Don't feed cooked bones whether you supervise or not. They are very very dangerous and if they splinter which they do you could be rushing to the vets to have a big bit that is stuck removed.


----------



## LinznMilly (Jun 24, 2011)

Another one who's had those "what have I done?" Moments. Milly was an adolescent rescue and the times I was just minutes away from picking up the phone to a rescue were incalculable, especially in the early days... Weeks .... Months... Lol.

Despite being a young dog, but past the puppy stage, Milly didn't have any training when I brought her home, and as I didn't have anyone to help me with her training, it was daunting, exhausting, frustrating hard work.

Fast forward 4 years and while she's still a monumental PITA at times she's also been a ray of sunshine in a bleak period of time for me and my family and has the ways and means to make me laugh... Whether she intends to be a clown,or just happens to be one is debatable lol.

Hang in there! What you're feeling is entirely normal, as you've found out from the majority of your replies. I still think of Milly as a pita at times, and yes, me trying to relax in front of the TV seems to be an invitation to Milly to misbehave or practice a.lurcher wall of death round the living room,  but I could no sooner rehome her than cut off my own arm.

As I tell myself many many times, yes, she's a PITA, but she's MY PITA, and I love her to the moon and back (well.... Back might be pushing it   ) despite her faults.


----------



## kimthecat (Aug 11, 2009)

My What Have I Done moment lasted nearly two years with libby. I adopted her when she was 18 months and she has a knack for trouble , she was not housetrained and thought indoors was the toilet, , she ate my very expensive hearing aids because I didn't realise that she could fly from the sofa to the table , the postman sued me , ( I'm not blaming her for anything, only myself ) but I love that little dog so much sometimes I want to eat her .

There are books the Op can read about dogs , Puppy School and perfect puppy by gwen baily recommended by many people though I havent read them myself. .
I have How to handle living with your dog by Winkie Spiers and that is good a good book .


----------



## SingingWhippet (Feb 25, 2015)

To be honest I think it's probably more common to have the "puppy blues" than not, especially when it comes to first puppies. No matter how much you've read and researched nothing really prepares you for just how relentless it can be when your puppy is doing wall of death around the room for the umpteenth time and all you want to do is go to bed.

Two of our pups were reserved for us long before they were even born. We'd had two puppies previously, one from the same breeder, so we were as prepared as it was possible to be. We _still_ had those moments of thinking "What on earth have we done?! We've made a terrible mistake!!" :Joyful

I found it harder to bond with our most recent puppy than I had previously, partly because I'd actually fallen in love with another one in the litter who we couldn't have. I was gutted that we couldn't have her instead (we have a bitch who isn't keen on other bitches so there was no way we could have made it work) and it took me a while to get over her and to fall in love with the boy we did bring home. It happened though, these days I adore him just as much as our other dogs and I have absolutely no regrets whatsoever that we got him and not his sister.

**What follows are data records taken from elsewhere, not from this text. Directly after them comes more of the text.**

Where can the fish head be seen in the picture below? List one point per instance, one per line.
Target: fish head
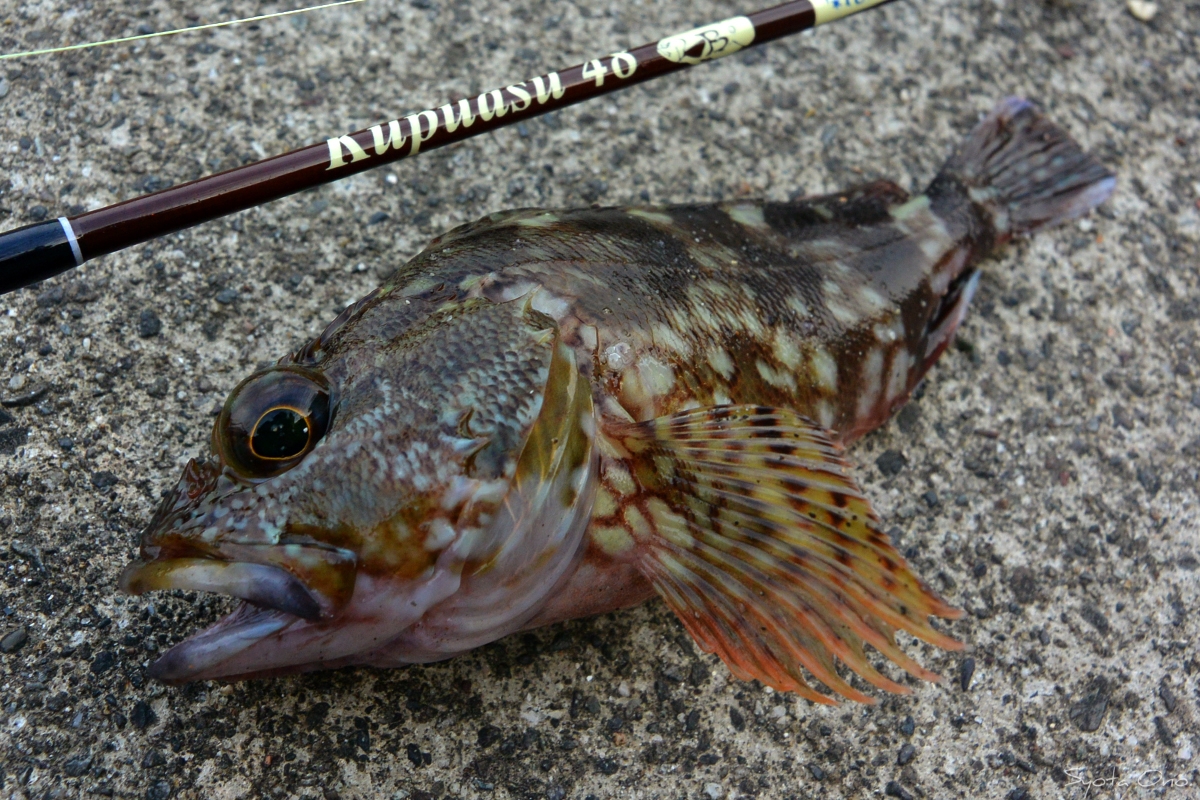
(354, 489)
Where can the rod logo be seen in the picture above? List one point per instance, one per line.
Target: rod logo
(831, 10)
(708, 42)
(418, 128)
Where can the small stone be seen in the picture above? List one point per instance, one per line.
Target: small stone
(1164, 732)
(149, 325)
(1150, 480)
(1143, 10)
(159, 389)
(103, 479)
(77, 765)
(103, 661)
(1168, 697)
(13, 641)
(159, 791)
(489, 735)
(966, 671)
(1024, 585)
(909, 417)
(891, 462)
(1096, 617)
(1089, 713)
(143, 716)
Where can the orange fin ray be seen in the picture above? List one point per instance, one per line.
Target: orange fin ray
(763, 546)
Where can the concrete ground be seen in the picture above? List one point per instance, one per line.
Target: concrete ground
(1048, 480)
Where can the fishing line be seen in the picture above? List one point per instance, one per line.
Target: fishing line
(179, 30)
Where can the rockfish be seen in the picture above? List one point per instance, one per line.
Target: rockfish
(551, 414)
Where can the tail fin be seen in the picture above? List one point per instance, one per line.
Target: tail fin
(1026, 172)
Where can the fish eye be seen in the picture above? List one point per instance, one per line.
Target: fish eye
(281, 433)
(271, 420)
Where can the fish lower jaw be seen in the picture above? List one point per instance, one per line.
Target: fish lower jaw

Our youngest has just turned two years old and he's utterly fabulous now and we've got a lovely little doggy family going. It is so, so worth it once you get past the puppy horrors!!!


----------



## melannie (Sep 4, 2015)

well well well, mines just took a full scale hard bite out of my leg this morning before I could even get out the garden gate, he was on lead as usual because he would run if let off, anyway, he got his walk, done his things required and then home and back into the crate for him to cool down, doesnt rain but it pours eh, hmmmmmm.....9 months old date is very quickly approaching, I would say he is getting worse, much worse before getting better.


----------



## Nettles (Mar 24, 2011)

SingingWhippet said:


> To be honest I think it's probably more common to have the "puppy blues" than not, especially when it comes to first puppies. No matter how much you've read and researched nothing really prepares you for just how relentless it can be


This is spot on for me. I had to wait 7 years before we were in the position to be able to get a pup, I read, I researched, I prepared and yet it was nothing like I expected it to be once she arrived. It was a major shock to the system.


----------



## Rott lover (Jan 2, 2015)

*A puppy Poem*

Don't smell crotches,
Don't eat plants.
Don't steal food or underpants.

Don't eat my socks,
Don't grab my hair...
DON'T RIP THE STUFFING FROM THAT CHAIR!

Don't eat those peas!
Don't touch that bush!
Don't chew my shoes...
What IS that mush?

Eat your cookie,
Drink your drink,
Outta the toilet!
Outta the sink!

AWAY FROM THE CAT BOX,
IT'S FOR THE CAT!
(And MUST you kiss me after that???)

Yes, raising a puppy,
Is not for the lazy!
Though puppies are funny,
They're also crazy.
But don't despair,
Though toil and strife.
After 3 years, you'll get back your life!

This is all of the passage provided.